Most cervicogenic headaches are associated with C2 at the top your neck behind your ear and at C5. C5 is often the level you exacerbate by sleeping in an awkward position or when you accidentally click your own neck due to a sudden unexpected reflexive movement; C5 is also known as the whiplash vertebra for good reason. The pain of cervicogenic headache is usually unilateral; it originates in the neck and then spreads to the frontal and/or temporal areas. The headache initially presents as intermittent episodes and then progresses to an almost continuous pain. Pain may be triggered or exacerbated by neck movement or a particular neck position.
Headaches and Postural Stress
A common denominator in the aetiology of TTH and cervicogenic headaches is sometimes postural stress which is often generated from our workplaces – although our genetics, physiological age and emotional states also factor in. In the modern workplace environment, we can expose ourselves to long periods of postural strain that impose heavy loads on arms, shoulders and neck. This can either be comprised of spending long hours on a computer or behind the wheel of a car.
Although we may be initially unaware of the effects this will eventually lead to an increase in soft tissue tension in the neck and shoulders especially.
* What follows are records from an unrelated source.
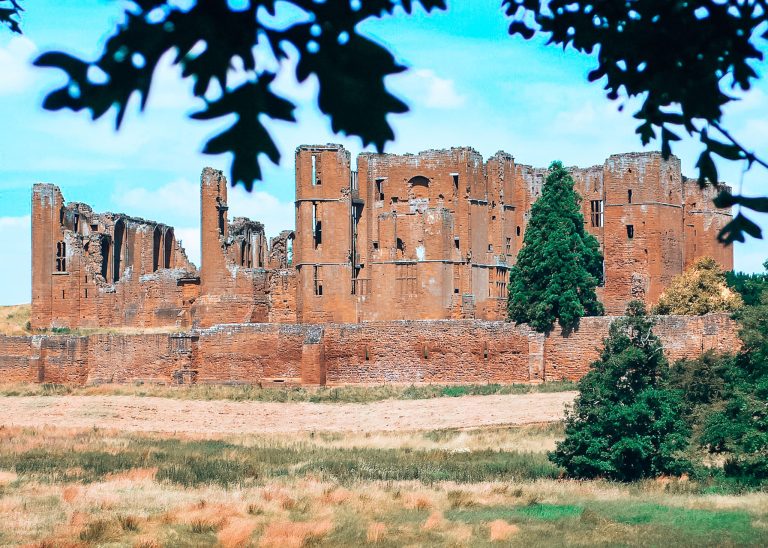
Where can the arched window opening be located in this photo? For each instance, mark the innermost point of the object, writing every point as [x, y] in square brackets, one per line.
[418, 188]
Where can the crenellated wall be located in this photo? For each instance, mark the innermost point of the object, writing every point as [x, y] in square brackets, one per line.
[435, 351]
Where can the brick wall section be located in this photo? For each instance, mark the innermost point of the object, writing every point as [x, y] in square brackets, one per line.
[440, 351]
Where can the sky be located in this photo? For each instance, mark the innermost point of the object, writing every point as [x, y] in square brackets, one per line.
[469, 84]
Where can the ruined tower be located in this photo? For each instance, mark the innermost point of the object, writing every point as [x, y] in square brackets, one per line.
[323, 251]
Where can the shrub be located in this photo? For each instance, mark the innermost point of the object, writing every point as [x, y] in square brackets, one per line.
[625, 423]
[700, 290]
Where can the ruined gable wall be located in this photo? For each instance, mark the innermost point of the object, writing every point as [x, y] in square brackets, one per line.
[105, 269]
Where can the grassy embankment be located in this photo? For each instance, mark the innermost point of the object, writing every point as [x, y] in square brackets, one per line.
[429, 488]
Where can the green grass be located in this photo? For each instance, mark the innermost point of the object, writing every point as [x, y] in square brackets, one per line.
[341, 394]
[194, 463]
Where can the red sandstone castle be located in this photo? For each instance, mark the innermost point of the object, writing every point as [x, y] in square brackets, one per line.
[412, 237]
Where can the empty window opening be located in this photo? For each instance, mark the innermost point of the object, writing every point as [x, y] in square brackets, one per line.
[61, 257]
[317, 226]
[497, 282]
[400, 245]
[169, 243]
[596, 207]
[157, 239]
[118, 253]
[221, 220]
[419, 187]
[105, 247]
[318, 281]
[406, 279]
Eventually you can experience mild discomfort that will quite often improve once you have finished work. This is often the first stage which can last for several weeks or longer. If nothing is done, sometimes the symptoms of RSI can exacerbate, intensify and last longer as they perpetuate. Without treatment, the symptoms of RSI can become constant.
We, as osteopaths, can help suggest simple modifications to your workplace. Gentle massage to the tight muscles and manipulation to loosen the joints of the neck, thorax and back can relieve the build-up of muscular tension that may over time lead to headaches.